Discovery launch date setNASA has
set the date for the launch of the Space Shuttle Discovery to July first. This was over some noteworthy objections:
"... many people spoke their minds on a variety of issues. And near the close of the meeting, about 25 senior managers were asked whether they were "go" or "no go" for launch.
All but two of the managers agreed that the shuttle was ready for flight. The two dissenters were NASA's chief engineer, Chris Scolese, and the head of NASA's office of safety and mission assurance, Bryan O'Connor."

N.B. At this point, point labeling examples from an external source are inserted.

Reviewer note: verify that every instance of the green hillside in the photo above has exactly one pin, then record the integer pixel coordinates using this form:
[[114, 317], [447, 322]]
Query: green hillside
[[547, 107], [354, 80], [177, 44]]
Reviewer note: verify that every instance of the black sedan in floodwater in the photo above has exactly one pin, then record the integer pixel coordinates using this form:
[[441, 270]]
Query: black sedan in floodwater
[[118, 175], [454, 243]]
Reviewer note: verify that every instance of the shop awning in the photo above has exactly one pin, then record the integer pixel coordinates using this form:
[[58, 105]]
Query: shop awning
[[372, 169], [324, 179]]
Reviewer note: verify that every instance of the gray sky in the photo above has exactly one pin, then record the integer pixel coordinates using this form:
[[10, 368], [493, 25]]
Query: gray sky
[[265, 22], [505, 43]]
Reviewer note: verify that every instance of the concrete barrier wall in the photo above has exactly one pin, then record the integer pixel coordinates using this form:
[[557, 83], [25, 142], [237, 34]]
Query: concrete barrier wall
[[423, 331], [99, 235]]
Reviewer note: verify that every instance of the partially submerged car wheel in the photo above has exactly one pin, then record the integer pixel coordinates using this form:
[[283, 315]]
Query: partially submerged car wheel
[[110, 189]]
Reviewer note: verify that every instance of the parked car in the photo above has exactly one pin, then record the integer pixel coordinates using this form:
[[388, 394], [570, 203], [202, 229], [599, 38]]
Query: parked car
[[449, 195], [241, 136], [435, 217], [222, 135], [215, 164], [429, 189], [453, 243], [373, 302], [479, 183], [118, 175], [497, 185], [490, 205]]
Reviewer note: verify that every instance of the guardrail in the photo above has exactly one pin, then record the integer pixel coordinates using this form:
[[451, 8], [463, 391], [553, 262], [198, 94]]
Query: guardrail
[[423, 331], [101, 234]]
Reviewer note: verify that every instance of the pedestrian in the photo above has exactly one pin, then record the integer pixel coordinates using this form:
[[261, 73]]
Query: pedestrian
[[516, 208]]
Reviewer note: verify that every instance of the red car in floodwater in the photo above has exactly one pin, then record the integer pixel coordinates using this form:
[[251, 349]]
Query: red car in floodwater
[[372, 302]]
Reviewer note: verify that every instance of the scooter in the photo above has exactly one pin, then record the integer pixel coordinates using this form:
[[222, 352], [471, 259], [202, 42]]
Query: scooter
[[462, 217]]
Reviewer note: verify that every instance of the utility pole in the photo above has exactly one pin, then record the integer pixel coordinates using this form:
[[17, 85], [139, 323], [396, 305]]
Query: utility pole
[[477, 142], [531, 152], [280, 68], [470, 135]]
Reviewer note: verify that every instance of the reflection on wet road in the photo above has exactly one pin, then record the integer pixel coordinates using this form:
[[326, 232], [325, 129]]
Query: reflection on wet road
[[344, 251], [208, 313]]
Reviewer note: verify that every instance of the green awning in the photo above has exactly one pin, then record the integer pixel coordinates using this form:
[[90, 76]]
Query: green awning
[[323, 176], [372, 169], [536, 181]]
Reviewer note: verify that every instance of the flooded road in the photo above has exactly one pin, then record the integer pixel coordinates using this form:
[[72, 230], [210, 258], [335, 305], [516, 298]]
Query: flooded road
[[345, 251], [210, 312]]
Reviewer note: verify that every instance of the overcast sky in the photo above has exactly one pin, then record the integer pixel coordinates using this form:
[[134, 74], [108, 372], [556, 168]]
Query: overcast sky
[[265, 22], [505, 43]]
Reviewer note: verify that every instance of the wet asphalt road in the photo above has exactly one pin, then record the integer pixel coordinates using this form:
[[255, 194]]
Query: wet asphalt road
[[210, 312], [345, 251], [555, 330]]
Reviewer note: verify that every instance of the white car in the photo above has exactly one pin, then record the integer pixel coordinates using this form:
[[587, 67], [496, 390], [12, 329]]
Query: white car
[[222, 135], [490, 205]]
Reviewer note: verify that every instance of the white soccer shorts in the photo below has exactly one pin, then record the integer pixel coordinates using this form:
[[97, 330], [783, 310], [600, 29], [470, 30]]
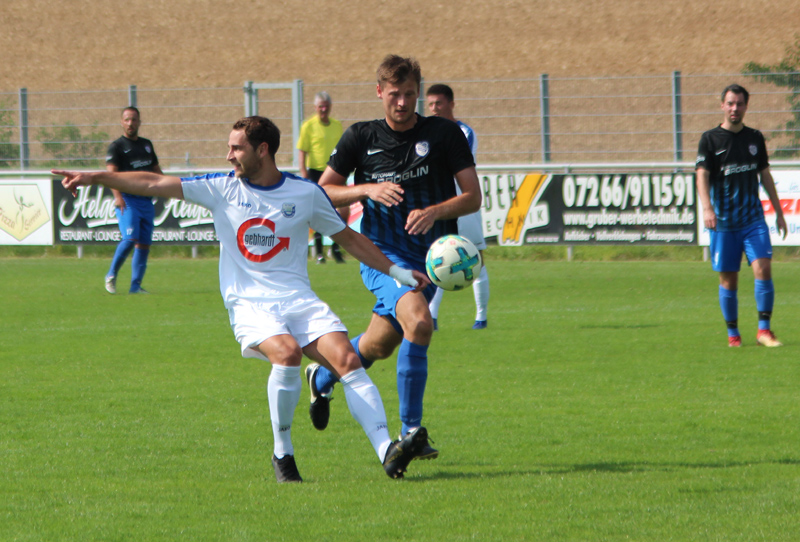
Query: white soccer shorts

This sort of thing is going to happen for all the remaining Shuttle launches. The bottom line is that it is a bad design. The design decision, made back in the 1970s, to re-use the main engines on multiple launches forced multiple design parameters. First, it forced the side-by-side configuration of orbiter and tank. This meant that the cross-sectional area of the launch system was effectively doubled, and forced a highly energetic fuel (hydrogen) instead of the more compact RP-1 (kerosene). That forced the dimensions of the tank, and also forced the requirements for the Spray-On Foam Insulation, which has caused so many problems. The hydrogen-burning engine doesn't have a high enough sea-level thrust to launch the rocket by itself, so that forced the addition of the solid-fuel boosters, which have caused their own problems. The one bad decision to re-use the main engines formed a cascade of problems, which continue to this day and which will not go away.

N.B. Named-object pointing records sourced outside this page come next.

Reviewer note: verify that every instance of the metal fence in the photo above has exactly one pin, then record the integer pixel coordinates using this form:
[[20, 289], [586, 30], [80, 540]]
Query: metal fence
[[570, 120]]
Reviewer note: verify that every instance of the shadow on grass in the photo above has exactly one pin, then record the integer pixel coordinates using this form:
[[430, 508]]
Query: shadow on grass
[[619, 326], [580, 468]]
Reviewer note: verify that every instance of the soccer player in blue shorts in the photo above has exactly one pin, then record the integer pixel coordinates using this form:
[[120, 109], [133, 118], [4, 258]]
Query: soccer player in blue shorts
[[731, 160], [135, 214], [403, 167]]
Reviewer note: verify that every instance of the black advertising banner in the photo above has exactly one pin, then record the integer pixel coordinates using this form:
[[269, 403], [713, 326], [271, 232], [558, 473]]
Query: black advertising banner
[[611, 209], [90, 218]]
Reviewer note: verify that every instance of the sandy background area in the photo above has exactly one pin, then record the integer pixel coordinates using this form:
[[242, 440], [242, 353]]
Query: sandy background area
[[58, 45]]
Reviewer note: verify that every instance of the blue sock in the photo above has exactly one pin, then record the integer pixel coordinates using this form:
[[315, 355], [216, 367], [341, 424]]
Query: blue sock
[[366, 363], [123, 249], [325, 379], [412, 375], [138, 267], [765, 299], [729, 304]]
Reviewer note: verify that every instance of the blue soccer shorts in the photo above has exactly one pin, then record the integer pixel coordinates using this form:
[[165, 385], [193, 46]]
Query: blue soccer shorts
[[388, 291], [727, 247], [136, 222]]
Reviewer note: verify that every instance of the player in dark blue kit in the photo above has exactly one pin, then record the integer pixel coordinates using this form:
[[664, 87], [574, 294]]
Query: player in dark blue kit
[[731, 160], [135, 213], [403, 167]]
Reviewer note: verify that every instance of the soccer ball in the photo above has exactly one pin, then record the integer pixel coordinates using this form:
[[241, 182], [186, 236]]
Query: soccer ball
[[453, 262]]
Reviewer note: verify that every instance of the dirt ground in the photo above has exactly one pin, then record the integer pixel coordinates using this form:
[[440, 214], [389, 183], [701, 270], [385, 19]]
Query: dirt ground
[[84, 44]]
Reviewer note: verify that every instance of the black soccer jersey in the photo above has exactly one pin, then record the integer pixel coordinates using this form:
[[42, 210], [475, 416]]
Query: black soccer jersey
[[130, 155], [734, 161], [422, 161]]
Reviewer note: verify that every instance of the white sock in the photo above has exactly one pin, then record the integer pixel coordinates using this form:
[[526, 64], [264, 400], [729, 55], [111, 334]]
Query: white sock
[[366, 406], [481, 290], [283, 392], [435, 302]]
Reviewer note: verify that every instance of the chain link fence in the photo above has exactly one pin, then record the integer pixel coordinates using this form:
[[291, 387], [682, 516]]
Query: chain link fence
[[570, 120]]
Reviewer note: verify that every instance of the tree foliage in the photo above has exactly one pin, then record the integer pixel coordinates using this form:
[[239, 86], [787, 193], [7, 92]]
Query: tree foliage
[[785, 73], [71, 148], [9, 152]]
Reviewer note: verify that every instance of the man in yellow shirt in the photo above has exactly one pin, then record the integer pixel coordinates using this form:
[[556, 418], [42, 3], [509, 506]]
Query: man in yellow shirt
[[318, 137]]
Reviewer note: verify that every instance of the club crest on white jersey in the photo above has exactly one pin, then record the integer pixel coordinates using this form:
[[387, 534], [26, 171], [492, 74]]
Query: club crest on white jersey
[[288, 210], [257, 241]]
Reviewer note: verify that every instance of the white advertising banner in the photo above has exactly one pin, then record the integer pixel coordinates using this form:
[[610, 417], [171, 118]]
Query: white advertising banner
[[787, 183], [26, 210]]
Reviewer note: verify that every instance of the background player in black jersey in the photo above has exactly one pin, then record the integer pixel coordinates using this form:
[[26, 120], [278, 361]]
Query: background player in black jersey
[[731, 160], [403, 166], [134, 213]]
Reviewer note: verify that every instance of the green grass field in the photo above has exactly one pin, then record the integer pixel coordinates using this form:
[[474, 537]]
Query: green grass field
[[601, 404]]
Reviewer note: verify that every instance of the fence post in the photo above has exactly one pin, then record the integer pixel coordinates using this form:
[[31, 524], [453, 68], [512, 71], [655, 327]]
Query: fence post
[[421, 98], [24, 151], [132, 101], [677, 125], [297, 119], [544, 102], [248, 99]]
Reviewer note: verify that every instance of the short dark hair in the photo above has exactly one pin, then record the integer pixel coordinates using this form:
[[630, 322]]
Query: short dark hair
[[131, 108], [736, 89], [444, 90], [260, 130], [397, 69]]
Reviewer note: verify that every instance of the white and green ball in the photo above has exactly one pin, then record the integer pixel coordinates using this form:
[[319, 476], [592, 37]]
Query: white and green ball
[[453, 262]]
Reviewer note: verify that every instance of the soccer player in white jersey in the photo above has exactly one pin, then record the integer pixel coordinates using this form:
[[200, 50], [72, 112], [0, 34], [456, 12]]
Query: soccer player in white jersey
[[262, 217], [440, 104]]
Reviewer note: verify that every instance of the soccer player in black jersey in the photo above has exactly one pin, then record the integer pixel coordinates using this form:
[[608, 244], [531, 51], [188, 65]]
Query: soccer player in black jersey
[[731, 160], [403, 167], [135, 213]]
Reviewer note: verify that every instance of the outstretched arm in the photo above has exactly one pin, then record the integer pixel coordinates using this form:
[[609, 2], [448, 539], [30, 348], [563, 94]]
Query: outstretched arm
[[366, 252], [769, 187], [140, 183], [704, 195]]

Mike Griffin okayed the launch date over the objections of the chief engineer and the saftey officer, because he knows that he can't allow the schedule to slip too far.

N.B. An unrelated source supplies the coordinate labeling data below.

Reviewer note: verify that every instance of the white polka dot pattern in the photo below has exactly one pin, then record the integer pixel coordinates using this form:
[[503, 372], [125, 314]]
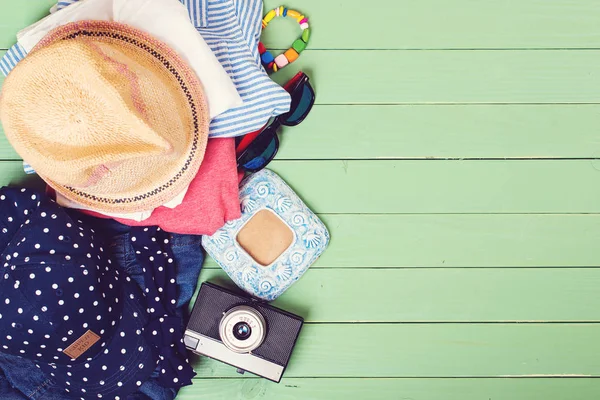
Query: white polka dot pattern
[[56, 284]]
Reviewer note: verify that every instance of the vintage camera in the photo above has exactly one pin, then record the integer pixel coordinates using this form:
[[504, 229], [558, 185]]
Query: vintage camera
[[240, 331]]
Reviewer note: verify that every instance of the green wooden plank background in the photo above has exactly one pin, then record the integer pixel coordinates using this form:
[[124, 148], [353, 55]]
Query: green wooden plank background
[[395, 389], [454, 155], [437, 350], [436, 131], [440, 24], [430, 24], [450, 295]]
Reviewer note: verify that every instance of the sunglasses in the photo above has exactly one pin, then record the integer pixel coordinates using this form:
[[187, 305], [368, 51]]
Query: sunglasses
[[262, 149]]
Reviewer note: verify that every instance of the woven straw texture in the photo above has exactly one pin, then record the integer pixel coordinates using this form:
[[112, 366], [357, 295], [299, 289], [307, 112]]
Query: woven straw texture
[[122, 128]]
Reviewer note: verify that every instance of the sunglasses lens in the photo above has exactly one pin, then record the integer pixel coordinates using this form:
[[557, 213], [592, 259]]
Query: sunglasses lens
[[260, 152], [301, 105]]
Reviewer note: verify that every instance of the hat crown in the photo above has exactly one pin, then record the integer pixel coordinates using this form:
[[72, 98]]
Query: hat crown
[[91, 112]]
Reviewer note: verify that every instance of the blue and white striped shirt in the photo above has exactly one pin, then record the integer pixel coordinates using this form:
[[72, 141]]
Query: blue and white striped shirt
[[231, 28]]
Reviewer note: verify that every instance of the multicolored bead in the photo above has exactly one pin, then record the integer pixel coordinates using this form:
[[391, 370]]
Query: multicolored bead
[[281, 61], [306, 35], [290, 55], [298, 45]]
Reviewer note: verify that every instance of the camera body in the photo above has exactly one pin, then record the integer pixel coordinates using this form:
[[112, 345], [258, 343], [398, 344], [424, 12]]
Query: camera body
[[240, 331]]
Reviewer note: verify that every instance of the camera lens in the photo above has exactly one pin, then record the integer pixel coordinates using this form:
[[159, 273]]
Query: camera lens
[[242, 331]]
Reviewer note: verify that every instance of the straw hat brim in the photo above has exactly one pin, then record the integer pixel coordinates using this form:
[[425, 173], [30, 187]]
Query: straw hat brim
[[142, 183]]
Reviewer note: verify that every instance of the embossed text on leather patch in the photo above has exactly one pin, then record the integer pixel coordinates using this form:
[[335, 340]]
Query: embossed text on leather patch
[[81, 345]]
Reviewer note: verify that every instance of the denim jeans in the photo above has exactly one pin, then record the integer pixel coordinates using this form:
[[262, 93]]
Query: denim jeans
[[20, 379]]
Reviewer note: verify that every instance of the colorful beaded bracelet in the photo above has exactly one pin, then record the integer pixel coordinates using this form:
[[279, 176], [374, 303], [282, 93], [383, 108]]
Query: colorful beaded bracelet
[[290, 55]]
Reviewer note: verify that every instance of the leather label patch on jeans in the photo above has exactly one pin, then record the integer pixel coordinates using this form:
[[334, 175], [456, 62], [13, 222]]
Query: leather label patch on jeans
[[81, 345]]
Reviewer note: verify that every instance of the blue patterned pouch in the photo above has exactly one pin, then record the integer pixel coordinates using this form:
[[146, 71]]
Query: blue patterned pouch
[[261, 191]]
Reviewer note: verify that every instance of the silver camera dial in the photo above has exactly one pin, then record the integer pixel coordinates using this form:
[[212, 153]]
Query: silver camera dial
[[242, 329]]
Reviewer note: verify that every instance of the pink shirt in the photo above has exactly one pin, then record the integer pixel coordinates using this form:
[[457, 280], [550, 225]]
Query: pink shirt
[[212, 198]]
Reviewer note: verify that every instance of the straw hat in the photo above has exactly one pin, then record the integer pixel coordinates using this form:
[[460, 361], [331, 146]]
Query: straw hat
[[107, 115]]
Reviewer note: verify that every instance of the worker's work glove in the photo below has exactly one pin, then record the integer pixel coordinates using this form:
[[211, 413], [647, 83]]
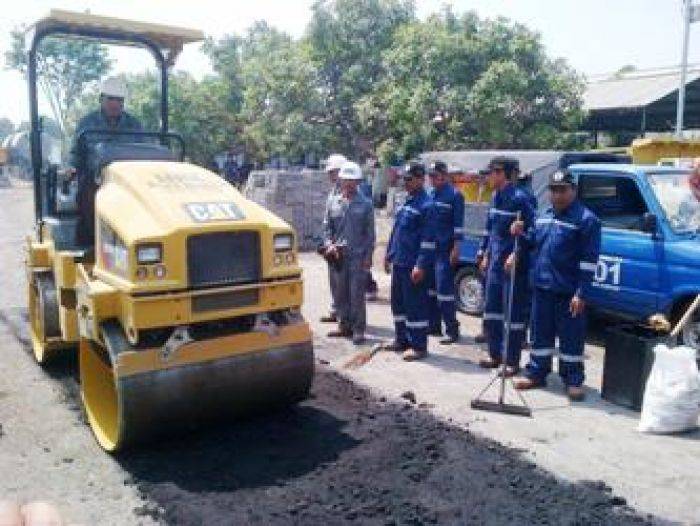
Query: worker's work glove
[[454, 256], [483, 263], [576, 306], [417, 275], [509, 265], [517, 228]]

"I don't want to get us into a situation whereby being more cautious than I think technically necessary today, we end up having to execute six flights in the last year," he said. "That's not smart. I'm willing as administrator . . . to take some programmatic risk now -- and you'll notice I did not say crew risk -- in order to prevent an excessive buildup of programmatic risk later on. This is, in fact, what you pay me to do."
He's got a schedule to keep. The problem for him is that he has a limited amount of time before the retirement of the Shuttle fleet in 2010. There are 16 more launches necessary to complete the International Space Station, plus possibly two more flights to the ISS, as well as a possible final Hubble servicing mission. Between July of this year and the end of December 2010, there are 54 months remaining. For the 18 missions remaining after the July launch, that is one mission every three months, four missions a year. Some years will have to have five missions, just to allow time for other missions to have some schedule slack.
Can NASA do five shuttle missions in a year? Well, during the 1989 - 1990 period NASA launched 11 flights with only three shuttles (Columbia was gone and Endeavour had not yet been delivered), so it is possible for NASA to do it. However, Discovery and Atlantis are now both 16 or 17 years older since that time, and Endeavour is 15 years old. And NASA is still stuck with the fundamental problems stemming from bad initial design decisions.
Update: Mark Whittington is right, the only way the Shuttle can be made safe is if it never flies again.
And I have stated before that I think that there will be at least one more shuttle loss. It's a risk, yes, and for those whose lives are involved it is a risk they deem worthy to take. It is a risk I would take myself if I had the chance.
Another Shuttle loss would be tragic for the families of those immediately involved. For NASA however, that would likely be the catalyst to fundamentally change the way that the agency operates. NASA has to get away from being a one-stop shop for access to space. Instead of developing and building and launching everything and everyone, NASA has to concentrate on that second A in its name.
NASA has to become an administration along the model of the FAA or the FCC. If any company or government agency wants to launch a spacecraft, they should turn to the private sector to supply that launch service. NASA could help by doing things such as certifying a model of space vehicle the way the FAA certifies planes; such a certification would enable lower insurance costs. NASA could be enabling the construction and certification of spaceports, by gathering all the requirements from agencies such at the EPA and FAA and ensuring that a spaceport complies with those requirements. Eventually NASA would be responsible for some sort of space traffic control as well. NASA could also be responsible for administrating the prize initiatives, modeled after the X-Prize and the Centennial Challenges program.
Getting NASA out of satellite construction, launch, and operation and out of passenger launch will be the only sure way of getting the Vision for Space Exploration initiative implemented. That will force NASA to cut down perhaps 90% of its workforce - a workforce that has thousands of individuals quite capable of putting together their own private space companies. And it is the existing private space firms and all the new ones that would be formed following a downsizing at NASA which would do the bulk of the work in space to achieve the VSE.
Instead of doing this much needed step though, NASA will just keep forging along using the Shuttles to try to complete the ISS before the end of 2010. If they cut down on the number of remaining flights, then they might get lucky and not lose a Shuttle. If they muddle it through without managing to lose another Shuttle, then the much-needed changes at the agency will be further delayed - but NASA will still need to change. As we approach 2010, the need for change at NASA will become more and more evident, hopefully before 2010 and before another Shuttle is lost.